Quant au principe d’équivalence, il suppose que chaque argument ait un poids équivalent dans le débat. Pas « chaque personne » : chaque argument. La démocratie participative, c’est l’échange d’arguments et l’évolution du raisonnement collectif, pas un champ de bataille où les plus nombreux l’emportent. Elle garantit que chacun ait la voix au chapitre et rend inutile que les adhérents à un groupe votent « au canon » pour faire le nombre. Ici encore, par rapport à la réalité actuelle, on comprend que l'exercice demeure on ne peut plus théorique.
Et ils sont où, et ils sont où, les « concertants » ?
Les relations se montrent souvent conflictuelles entre la direction du club et les supporters ; le contexte national connaît des politique assumées d'embourgeoisement des stades, à l’image d’un Parc des Princes vidé de son identité ; localement, le contexte politique et social s'avère tout sauf serein dès qu’il s’agit de l’OM. Aussi, rien ne garantit que les réunions à venir (à commencer par celle de lundi) soient porteuses d’une réelle amélioration. Les valeurs et méthodes de la concertation mériteraient d’investir ce domaine, où les médiateurs, « concerteurs », « experts de la participation » brillent par leur absence…

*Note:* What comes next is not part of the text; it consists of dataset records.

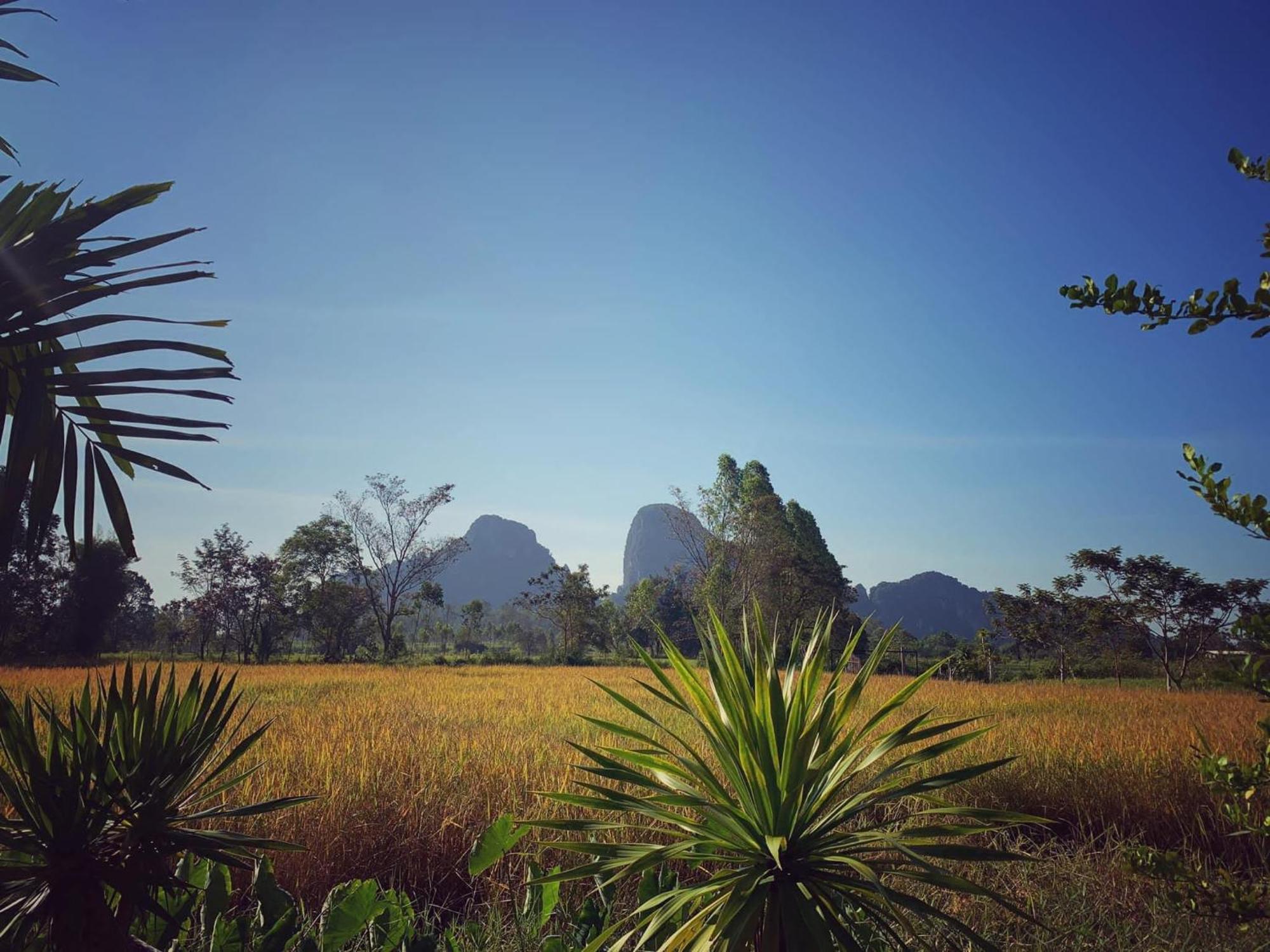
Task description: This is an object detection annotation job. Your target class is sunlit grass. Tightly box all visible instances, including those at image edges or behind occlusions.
[0,665,1264,906]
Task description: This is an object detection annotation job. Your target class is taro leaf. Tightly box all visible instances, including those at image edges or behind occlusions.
[251,857,296,929]
[321,880,384,952]
[372,890,414,952]
[467,814,530,876]
[202,863,234,935]
[208,914,253,952]
[253,906,300,952]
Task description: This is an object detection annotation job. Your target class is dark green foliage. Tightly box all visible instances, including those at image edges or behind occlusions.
[1177,443,1270,541]
[1058,149,1270,338]
[677,453,856,644]
[0,665,311,952]
[530,607,1036,952]
[517,564,608,661]
[0,0,53,162]
[0,7,234,565]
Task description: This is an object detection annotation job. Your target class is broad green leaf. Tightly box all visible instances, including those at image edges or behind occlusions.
[467,814,530,876]
[320,880,384,952]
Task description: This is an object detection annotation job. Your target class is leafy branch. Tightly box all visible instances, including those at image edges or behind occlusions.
[1177,443,1270,541]
[1058,149,1270,338]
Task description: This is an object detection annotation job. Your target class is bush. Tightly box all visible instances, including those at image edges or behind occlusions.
[0,664,312,952]
[528,605,1040,952]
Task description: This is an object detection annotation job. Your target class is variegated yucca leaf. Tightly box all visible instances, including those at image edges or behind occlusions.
[528,605,1044,952]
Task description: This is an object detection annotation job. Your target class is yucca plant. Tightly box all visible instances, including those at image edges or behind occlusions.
[0,665,312,952]
[530,605,1040,952]
[0,0,234,565]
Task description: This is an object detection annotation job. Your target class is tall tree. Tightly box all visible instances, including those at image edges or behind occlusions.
[173,524,250,660]
[517,564,608,660]
[0,480,70,659]
[1071,546,1266,689]
[984,574,1104,682]
[0,4,235,565]
[672,453,856,644]
[278,513,371,661]
[1059,149,1270,922]
[64,538,154,658]
[335,472,467,658]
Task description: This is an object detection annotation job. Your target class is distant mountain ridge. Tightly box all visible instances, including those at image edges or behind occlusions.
[436,503,989,638]
[621,503,706,592]
[851,571,991,638]
[436,515,555,608]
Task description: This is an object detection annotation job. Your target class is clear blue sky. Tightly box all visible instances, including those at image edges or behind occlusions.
[0,0,1270,598]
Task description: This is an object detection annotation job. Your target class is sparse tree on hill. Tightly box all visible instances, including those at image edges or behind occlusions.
[671,453,857,644]
[1071,546,1266,691]
[0,480,70,659]
[278,514,371,661]
[984,571,1102,682]
[517,565,608,660]
[62,538,154,658]
[458,598,488,641]
[335,473,467,658]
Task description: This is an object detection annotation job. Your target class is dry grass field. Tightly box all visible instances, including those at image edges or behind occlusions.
[0,665,1264,929]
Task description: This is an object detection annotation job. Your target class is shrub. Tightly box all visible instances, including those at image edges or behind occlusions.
[0,665,312,951]
[530,605,1038,952]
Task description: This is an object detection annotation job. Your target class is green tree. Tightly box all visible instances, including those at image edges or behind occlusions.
[62,538,154,658]
[278,514,371,661]
[458,598,489,641]
[517,564,608,660]
[335,472,467,658]
[0,4,235,565]
[1071,547,1266,689]
[0,480,70,660]
[1059,149,1270,922]
[984,574,1102,682]
[674,453,855,644]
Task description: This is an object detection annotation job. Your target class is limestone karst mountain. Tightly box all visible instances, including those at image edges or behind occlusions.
[851,571,991,638]
[436,515,554,607]
[621,503,706,592]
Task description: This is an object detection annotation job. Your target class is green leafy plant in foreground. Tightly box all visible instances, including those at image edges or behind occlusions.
[0,665,312,952]
[527,605,1039,952]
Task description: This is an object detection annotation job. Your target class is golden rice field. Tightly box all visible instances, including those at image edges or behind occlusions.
[0,665,1264,908]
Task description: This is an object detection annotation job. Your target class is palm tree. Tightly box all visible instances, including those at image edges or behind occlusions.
[0,0,234,564]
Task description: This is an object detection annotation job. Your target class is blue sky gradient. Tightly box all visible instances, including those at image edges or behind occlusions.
[0,0,1270,598]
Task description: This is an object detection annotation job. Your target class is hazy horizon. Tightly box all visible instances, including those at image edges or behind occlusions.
[5,0,1270,602]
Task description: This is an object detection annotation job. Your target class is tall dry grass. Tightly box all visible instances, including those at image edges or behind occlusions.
[0,665,1264,908]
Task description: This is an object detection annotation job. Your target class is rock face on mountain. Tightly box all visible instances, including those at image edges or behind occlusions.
[851,572,991,638]
[622,503,706,592]
[436,515,555,607]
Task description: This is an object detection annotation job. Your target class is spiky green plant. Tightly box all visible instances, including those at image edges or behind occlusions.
[531,605,1040,952]
[0,0,236,564]
[0,665,312,949]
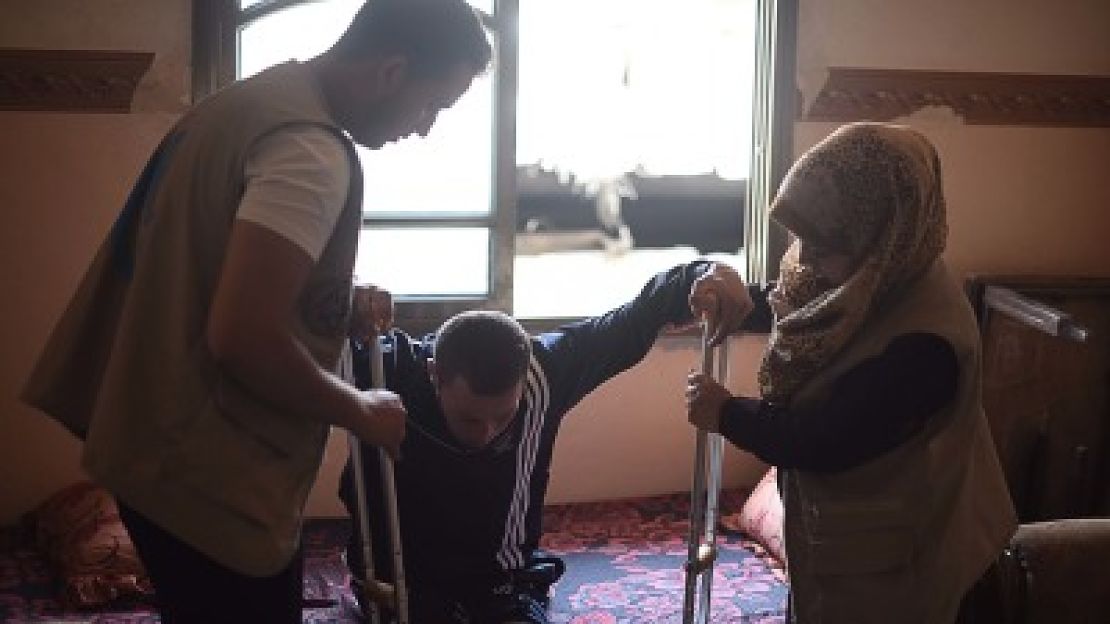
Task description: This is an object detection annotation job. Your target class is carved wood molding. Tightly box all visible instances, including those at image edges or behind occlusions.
[0,48,154,112]
[803,68,1110,128]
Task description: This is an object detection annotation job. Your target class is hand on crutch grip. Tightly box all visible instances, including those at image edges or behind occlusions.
[349,333,408,624]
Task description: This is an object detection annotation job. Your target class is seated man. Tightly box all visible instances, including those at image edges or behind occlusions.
[340,261,770,624]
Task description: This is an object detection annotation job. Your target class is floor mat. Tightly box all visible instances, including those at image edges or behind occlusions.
[0,494,786,624]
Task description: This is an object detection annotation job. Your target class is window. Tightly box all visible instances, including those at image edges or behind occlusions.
[194,0,794,330]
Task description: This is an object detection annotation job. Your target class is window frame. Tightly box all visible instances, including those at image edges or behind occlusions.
[192,0,798,333]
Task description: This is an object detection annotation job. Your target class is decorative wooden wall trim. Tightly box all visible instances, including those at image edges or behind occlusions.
[803,68,1110,128]
[0,48,154,112]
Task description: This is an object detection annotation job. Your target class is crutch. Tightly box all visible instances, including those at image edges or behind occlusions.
[347,335,408,624]
[683,322,728,624]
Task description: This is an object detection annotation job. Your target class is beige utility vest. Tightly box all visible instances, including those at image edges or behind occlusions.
[780,260,1017,624]
[23,62,362,575]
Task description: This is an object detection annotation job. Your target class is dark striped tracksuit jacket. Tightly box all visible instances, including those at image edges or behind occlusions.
[340,261,759,594]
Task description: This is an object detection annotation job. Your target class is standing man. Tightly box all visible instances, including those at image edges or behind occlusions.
[24,0,491,623]
[340,261,770,624]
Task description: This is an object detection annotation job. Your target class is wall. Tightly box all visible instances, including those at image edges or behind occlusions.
[795,0,1110,275]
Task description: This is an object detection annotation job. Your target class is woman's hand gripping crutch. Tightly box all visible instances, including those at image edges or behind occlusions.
[347,286,408,624]
[683,264,753,624]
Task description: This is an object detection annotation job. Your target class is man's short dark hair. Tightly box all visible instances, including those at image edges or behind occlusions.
[331,0,492,78]
[434,310,532,396]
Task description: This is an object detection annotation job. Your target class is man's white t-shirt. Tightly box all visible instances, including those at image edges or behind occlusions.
[236,124,351,261]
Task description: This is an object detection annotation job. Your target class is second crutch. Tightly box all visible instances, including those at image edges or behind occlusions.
[683,323,728,624]
[347,336,410,624]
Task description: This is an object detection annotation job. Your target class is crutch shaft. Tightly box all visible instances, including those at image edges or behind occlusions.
[370,335,408,624]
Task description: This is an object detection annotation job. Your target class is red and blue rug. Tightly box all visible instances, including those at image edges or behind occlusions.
[0,494,787,624]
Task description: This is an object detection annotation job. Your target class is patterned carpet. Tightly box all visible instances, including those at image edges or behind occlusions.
[0,494,786,624]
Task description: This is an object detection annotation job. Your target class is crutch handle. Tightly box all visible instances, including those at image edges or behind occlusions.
[360,578,397,607]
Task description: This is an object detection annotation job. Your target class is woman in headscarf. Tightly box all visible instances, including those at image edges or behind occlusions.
[687,123,1016,624]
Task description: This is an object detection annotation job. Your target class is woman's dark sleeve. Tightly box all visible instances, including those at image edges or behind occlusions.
[720,333,959,472]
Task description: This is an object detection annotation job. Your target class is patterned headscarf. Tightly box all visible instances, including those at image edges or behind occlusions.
[758,123,948,403]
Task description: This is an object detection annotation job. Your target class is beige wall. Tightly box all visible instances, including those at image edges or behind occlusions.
[795,0,1110,275]
[0,0,1110,524]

Mais pour l’instant, ce billet ne relève bien sûr que d’un exercice d'imagination. Voir des progrès concrets supposerait chez plusieurs des acteurs concernés une volonté d’améliorer la situation durablement et de façon partagée, loin de la prédominance du court-terme et des calculs d’intérêts immédiats... tout en sachant qu’en fonction de l’attitude des pouvoirs publics, l’histoire pourrait de toute façon se terminer par l’éradication du football populaire au profit d’un spectacle mercantile réservés aux classes favorisées, tels qu’en rêvent un certain nombre d’acteurs économiques. Quoi qu'il en soit, si "un autre football est possible", cela ne sera pas sans améliorer le cadre et les méthodes du dialogue actuel.